Ce sont toutes des questions ouvertes car la technologie qu'elles concernent n'existait pas il y a un an, encore moins lorsque les lois et les précédents définissant légalement la diffamation ont été établis. Même s’il peut sembler idiot, à un certain niveau, de poursuivre un chatbot pour avoir dit quelque chose de faux, les chatbots ne sont plus ce qu’ils étaient autrefois. Alors que certaines des plus grandes entreprises du monde les proposent comme la prochaine génération de recherche d'informations, remplaçant les moteurs de recherche, ce ne sont plus des jouets mais des outils utilisés régulièrement par des millions de personnes.

Hood a envoyé une lettre à OpenAI lui demandant de faire quelque chose à ce sujet – on ne sait pas vraiment ce qu'il peut faire, ni s'il y est obligé, ou quoi que ce soit d'autre, par la loi australienne ou américaine. Mais dans une autre affaire récente, un professeur de droit s'est retrouvé accusé de harcèlement sexuel par un chatbot citant un article fictif du Washington Post. Et il est probable que de telles déclarations fausses et potentiellement préjudiciables soient plus courantes que nous le pensons : elles deviennent tout juste sérieuses et suffisamment graves pour justifier d’être signalées aux personnes impliquées.

Ce n’est que le tout début de ce drame juridique, et même les avocats et les experts en IA n’ont aucune idée de la manière dont cela va se dérouler. Mais si des entreprises comme OpenAI et Microsoft (sans parler de toutes les autres grandes entreprises technologiques et de quelques centaines de startups) s’attendent à ce que leurs systèmes soient pris au sérieux en tant que sources d’informations, elles ne peuvent éviter les conséquences de ces affirmations.
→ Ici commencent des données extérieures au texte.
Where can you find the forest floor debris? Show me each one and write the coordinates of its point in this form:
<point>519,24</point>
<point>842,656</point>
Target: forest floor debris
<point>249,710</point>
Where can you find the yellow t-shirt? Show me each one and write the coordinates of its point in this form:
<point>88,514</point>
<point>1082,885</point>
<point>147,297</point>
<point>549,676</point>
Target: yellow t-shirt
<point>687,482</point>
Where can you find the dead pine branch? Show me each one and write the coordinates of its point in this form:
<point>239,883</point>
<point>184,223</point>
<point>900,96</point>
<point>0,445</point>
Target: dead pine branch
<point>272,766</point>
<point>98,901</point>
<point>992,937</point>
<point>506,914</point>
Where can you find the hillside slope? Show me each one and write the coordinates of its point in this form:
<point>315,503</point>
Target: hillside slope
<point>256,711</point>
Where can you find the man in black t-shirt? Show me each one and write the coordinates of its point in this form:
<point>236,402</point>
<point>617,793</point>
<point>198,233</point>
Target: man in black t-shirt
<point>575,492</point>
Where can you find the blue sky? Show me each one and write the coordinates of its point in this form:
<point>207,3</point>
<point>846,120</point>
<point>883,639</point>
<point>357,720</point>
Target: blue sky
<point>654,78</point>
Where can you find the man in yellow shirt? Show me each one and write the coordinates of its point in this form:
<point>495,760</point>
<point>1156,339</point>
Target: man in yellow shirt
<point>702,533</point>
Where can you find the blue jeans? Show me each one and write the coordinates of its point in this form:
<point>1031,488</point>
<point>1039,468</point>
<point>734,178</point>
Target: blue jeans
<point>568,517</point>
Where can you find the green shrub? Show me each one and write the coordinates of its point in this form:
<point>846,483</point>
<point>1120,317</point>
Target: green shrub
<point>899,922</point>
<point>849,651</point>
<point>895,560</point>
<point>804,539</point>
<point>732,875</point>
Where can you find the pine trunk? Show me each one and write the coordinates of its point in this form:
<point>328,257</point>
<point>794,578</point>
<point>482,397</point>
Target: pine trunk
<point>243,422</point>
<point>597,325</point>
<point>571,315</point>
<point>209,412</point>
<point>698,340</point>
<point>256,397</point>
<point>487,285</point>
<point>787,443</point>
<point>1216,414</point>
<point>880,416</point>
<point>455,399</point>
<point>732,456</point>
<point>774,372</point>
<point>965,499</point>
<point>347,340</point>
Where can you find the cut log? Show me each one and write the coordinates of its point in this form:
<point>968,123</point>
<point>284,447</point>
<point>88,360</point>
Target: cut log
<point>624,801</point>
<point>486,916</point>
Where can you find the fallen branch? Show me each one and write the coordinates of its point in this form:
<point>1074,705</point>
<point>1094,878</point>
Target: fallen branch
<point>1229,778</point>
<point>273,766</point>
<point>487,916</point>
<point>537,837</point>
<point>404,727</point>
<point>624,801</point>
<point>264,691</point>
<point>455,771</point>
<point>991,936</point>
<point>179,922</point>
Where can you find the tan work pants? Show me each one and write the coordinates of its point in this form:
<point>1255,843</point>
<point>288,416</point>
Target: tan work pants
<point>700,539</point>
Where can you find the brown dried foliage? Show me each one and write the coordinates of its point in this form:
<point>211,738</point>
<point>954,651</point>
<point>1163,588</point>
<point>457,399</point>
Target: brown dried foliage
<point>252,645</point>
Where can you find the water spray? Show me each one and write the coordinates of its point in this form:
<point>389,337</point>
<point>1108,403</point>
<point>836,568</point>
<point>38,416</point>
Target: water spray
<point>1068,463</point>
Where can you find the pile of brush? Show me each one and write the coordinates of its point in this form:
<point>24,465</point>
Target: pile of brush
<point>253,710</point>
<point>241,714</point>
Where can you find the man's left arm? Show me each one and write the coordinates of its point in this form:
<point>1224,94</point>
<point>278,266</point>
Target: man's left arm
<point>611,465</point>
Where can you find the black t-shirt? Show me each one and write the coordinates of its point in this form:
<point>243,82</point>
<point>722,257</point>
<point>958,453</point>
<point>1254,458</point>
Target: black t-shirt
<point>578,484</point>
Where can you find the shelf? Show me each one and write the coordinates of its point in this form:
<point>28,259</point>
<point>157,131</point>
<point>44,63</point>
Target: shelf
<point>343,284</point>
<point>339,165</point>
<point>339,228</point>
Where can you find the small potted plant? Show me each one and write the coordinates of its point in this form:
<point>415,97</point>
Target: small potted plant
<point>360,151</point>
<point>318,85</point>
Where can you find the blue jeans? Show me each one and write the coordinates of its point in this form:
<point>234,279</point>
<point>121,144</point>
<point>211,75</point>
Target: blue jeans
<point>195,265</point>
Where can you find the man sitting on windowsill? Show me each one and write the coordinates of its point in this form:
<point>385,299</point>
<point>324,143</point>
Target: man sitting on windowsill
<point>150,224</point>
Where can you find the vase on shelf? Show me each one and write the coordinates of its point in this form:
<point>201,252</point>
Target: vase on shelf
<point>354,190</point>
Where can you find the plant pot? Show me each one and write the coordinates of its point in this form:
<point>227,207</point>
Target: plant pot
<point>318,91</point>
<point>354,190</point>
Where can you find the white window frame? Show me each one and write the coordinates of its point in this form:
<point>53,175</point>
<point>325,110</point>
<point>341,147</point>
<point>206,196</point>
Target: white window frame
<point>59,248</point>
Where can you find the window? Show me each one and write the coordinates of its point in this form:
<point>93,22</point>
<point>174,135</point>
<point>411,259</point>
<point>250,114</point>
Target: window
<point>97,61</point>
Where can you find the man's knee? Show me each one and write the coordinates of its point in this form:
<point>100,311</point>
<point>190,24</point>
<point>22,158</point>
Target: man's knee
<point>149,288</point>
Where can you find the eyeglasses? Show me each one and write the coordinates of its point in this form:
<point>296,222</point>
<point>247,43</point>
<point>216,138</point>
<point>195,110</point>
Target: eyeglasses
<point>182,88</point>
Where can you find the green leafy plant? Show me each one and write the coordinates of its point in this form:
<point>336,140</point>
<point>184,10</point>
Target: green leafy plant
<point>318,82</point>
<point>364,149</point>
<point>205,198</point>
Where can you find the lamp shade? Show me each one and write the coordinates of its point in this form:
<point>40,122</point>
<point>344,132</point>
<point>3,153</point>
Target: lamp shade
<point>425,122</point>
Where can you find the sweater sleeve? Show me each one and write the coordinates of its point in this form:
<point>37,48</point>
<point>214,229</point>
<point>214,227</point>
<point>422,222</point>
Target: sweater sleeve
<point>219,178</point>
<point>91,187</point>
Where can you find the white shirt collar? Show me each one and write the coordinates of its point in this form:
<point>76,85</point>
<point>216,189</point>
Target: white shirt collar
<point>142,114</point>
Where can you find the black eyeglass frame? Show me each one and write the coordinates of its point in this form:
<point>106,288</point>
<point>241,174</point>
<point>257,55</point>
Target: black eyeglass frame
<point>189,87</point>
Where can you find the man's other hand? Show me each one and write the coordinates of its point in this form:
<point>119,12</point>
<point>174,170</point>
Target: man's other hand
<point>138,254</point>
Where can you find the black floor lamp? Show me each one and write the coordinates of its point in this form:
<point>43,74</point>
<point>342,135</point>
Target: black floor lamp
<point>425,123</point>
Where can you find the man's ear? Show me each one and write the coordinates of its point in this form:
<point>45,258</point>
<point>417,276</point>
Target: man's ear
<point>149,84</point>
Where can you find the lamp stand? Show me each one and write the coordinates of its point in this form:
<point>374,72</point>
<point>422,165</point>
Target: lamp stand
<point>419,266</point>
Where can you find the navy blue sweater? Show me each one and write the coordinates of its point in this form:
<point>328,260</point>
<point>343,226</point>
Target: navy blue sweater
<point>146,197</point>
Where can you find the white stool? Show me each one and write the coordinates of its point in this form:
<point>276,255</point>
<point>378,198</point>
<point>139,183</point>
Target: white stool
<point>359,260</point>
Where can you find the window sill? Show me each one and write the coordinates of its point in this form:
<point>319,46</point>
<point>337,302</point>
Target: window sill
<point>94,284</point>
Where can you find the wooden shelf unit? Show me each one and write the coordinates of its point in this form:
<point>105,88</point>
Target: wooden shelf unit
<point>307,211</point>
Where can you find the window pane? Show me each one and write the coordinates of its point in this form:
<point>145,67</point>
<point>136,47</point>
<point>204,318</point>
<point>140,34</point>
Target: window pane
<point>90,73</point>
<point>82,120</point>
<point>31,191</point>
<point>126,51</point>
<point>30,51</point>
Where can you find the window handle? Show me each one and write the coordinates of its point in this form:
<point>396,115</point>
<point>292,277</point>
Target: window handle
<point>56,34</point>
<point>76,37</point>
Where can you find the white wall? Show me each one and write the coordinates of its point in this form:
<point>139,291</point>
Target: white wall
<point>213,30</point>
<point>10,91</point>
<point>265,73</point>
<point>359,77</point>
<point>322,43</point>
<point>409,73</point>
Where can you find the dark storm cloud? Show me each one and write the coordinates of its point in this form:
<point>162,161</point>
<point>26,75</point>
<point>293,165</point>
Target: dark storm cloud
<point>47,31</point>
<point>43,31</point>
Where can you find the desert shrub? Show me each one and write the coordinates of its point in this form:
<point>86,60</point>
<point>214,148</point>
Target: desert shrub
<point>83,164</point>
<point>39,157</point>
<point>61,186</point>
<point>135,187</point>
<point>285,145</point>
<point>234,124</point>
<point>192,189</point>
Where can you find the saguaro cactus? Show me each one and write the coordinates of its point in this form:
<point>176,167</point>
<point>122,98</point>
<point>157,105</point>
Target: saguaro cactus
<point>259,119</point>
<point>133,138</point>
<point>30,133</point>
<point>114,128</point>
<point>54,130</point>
Ils peuvent suggérer des recettes et planifier des voyages comme points de départ, mais les gens comprennent que les entreprises disent que ces plateformes sont une source de vérité.

Ces déclarations troublantes se transformeront-elles en véritables procès ? Ces procès seront-ils résolus avant que l’industrie ne change à nouveau ? Et tout cela sera-t-il abordé par la législation des juridictions où les affaires sont poursuivies ? Les mois (ou plus probablement les années) s'annoncent intéressants alors que les experts en technologie et en droit tentent de s'attaquer à la cible qui évolue le plus rapidement dans l'industrie.